We have a Lync 2013 solution with one FE server, one edge server, and a reverse-proxy running IIS/ARR. the client connection works great, as well as the external clientless connection. the problem is with Mobility. I have read countless blogs and I cannot seem to find out why the SSL connection fails. I have lyncdiscover and lyncdiscoverinternal in DNS, as well as lyncdiscover in public DNS. Everythign resolves. When I go to the https://mylyncserver.com I am prompted to download the user file. I put on a packet sniffer and the reverse-proxy and FE server are talking away like school girls. I downloaded the lync connectivity tester and when I aim it at the internal FE server, it passes, when I aim it at the reverse-proxy it fails.

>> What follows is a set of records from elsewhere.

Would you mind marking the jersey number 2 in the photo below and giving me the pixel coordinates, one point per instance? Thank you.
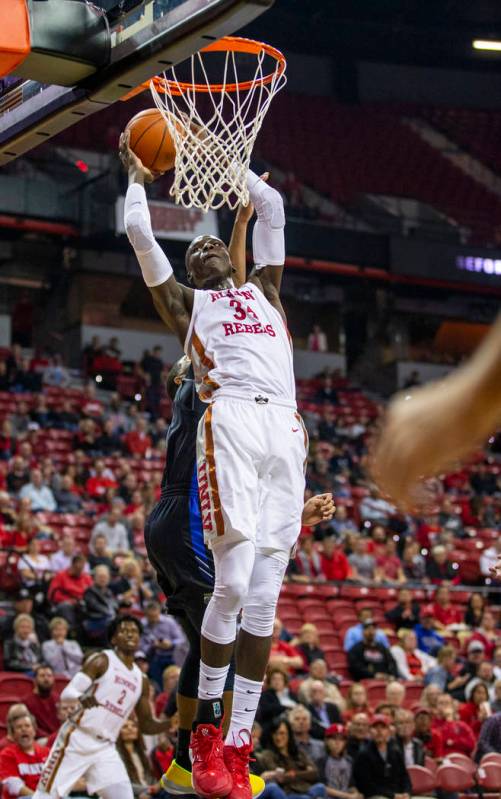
(241, 312)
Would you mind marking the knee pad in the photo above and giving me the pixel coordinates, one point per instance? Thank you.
(260, 607)
(120, 790)
(190, 672)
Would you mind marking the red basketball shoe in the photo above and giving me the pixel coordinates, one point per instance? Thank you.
(210, 777)
(236, 759)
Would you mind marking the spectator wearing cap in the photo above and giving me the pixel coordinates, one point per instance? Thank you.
(113, 529)
(334, 563)
(406, 613)
(490, 737)
(42, 702)
(410, 746)
(423, 732)
(358, 733)
(161, 636)
(355, 634)
(67, 588)
(23, 603)
(41, 496)
(323, 712)
(428, 640)
(22, 761)
(469, 670)
(64, 656)
(379, 768)
(443, 673)
(444, 612)
(412, 664)
(338, 767)
(476, 709)
(276, 697)
(300, 721)
(282, 653)
(22, 652)
(307, 565)
(455, 735)
(368, 659)
(319, 671)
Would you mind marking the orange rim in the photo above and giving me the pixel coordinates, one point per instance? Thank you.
(235, 44)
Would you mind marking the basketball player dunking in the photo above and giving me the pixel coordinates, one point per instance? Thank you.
(109, 687)
(174, 537)
(251, 450)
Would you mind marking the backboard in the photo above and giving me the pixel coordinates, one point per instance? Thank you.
(155, 35)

Here is the results from testing it agaist the lyncdiscover.domain.com using my credentials....
Discovery Type: Manual Discovery
Logging test parameters:
SIP Uri: smelcher@macapartments.com
User Name:ac\smelcher
Server FQDN: lyncdiscover.macapartments.com
Network access: NetworkAccessExternal
Selected client: ApplicationLyncMobile
Starting manual Lync server discovery
Please wait; this test may take several minutes to complete...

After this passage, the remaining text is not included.